# Active Learning

Active Learning is an interesting supervised learning paradigm, usually applied when obtaining labels is costly. The idea is to start learning with relatively few labeled samples and a large number of unlabeled ones, and then label only those samples that contribute the most to the model quality

## Data Prepraration

We have generated three sets of data here:
* **train**: the set of labeled data, containing 1000 samples
* **unlabeled**: the set of unlabeled data, containing 25,000 samples
* **valid**: the set against which we will evaluate our model, containing 1000 samples

In [1]:
from sklearn.datasets import make_classification
import numpy as np

x, y = make_classification(n_samples=27_000, n_classes=2, random_state=0)
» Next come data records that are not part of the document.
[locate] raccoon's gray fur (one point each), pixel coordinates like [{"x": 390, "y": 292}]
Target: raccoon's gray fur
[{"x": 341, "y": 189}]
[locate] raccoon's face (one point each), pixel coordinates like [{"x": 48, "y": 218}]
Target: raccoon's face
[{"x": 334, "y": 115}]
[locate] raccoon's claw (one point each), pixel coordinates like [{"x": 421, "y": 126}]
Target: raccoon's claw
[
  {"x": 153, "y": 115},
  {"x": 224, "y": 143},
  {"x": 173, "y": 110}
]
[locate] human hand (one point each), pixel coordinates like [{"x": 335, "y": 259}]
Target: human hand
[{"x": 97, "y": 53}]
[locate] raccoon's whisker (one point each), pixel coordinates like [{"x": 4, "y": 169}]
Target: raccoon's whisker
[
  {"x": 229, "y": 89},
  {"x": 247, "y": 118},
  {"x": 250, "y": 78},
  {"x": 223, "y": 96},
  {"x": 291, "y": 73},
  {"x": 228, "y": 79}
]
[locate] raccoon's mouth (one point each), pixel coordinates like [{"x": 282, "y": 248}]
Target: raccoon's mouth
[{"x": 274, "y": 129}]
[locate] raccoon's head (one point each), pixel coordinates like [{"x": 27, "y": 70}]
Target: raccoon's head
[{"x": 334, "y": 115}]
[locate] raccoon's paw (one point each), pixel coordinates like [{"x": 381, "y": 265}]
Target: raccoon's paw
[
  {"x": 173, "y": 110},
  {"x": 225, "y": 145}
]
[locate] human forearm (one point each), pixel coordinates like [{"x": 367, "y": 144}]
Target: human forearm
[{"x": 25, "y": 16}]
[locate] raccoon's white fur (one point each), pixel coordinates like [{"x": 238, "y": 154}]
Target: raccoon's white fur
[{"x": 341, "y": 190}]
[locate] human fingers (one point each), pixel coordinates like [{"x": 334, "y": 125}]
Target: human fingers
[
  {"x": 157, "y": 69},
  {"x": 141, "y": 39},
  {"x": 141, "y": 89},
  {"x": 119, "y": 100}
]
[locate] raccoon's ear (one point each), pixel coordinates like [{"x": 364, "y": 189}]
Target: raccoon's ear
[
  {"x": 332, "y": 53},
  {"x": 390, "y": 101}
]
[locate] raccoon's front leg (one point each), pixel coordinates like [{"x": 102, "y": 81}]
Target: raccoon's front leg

x_train, y_train = x[:1000], y[:1000]
x_unlbl, y_unlbl = x[1000:-1000], y[1000:-1000]
x_valid, y_valid = x[-1000:], y[-1000:]

len(y_train), len(y_unlbl), len(y_valid)

(1000, 25000, 1000)

## Strategy

* The strategy is to apply the current model **f** (trained using existing labeled samples) to each of the remaining unlabeled samples
* For each unlabeled examples **x**, an importance score is calculated:
    * importance(x) = density(x) * uncertainity_f(x)
    * density reflects how many examples surround **x** in its close neighborhood
    * uncertaininty_f(x) reflect how uncertain the prediction of the model **f** is for **x**
    


### Training model f

In [2]:
from sklearn.linear_model import LogisticRegression

In [3]:
model = LogisticRegression().fit(x_train, y_train)
model.score(x_valid, y_valid)

0.841

### Computing Importance

In [4]:
from sklearn.neighbors import NearestNeighbors

class SampleImportance:
    def __init__(self, model):
        self.model = model
    
    def get_density(self, x):
        nbrs = NearestNeighbors(n_neighbors=6).fit(x)
        distances, _ = nbrs.kneighbors(x)
        mean_distances = distances[:, 1:].mean(axis=1)
        return 1.0 / mean_distances
    
    def get_uncertainity(self, x):
        preds = model.predict_proba(x)[:, 1]
        uncertainity = (1.0 - (0.5 - preds)**2)
        return uncertainity
    
    def __call__(self, x):
        return self.get_density(x) * self.get_uncertainity(x)

In [5]:
si = SampleImportance(model)
importance = si(x_unlbl)

In [6]:
# sorting unlabeled data based on importance

p = importance.argsort()
x_unlbl = x_unlbl[p]
y_unlbl = y_unlbl[p]

# taking the 1000 most important samples

x_addtn = x_unlbl[-1000:]
y_addtn = y_unlbl[-1000:]

### Training with additional data

In [7]:
x_train = np.vstack([x_train, x_addtn])
y_train = np.hstack([y_train, y_addtn])

model = LogisticRegression().fit(x_train, y_train)
model.score(x_valid, y_valid)

0.846

**By adding an additional 1000 samples (instead of 25000) to our training data, we already got an improvement**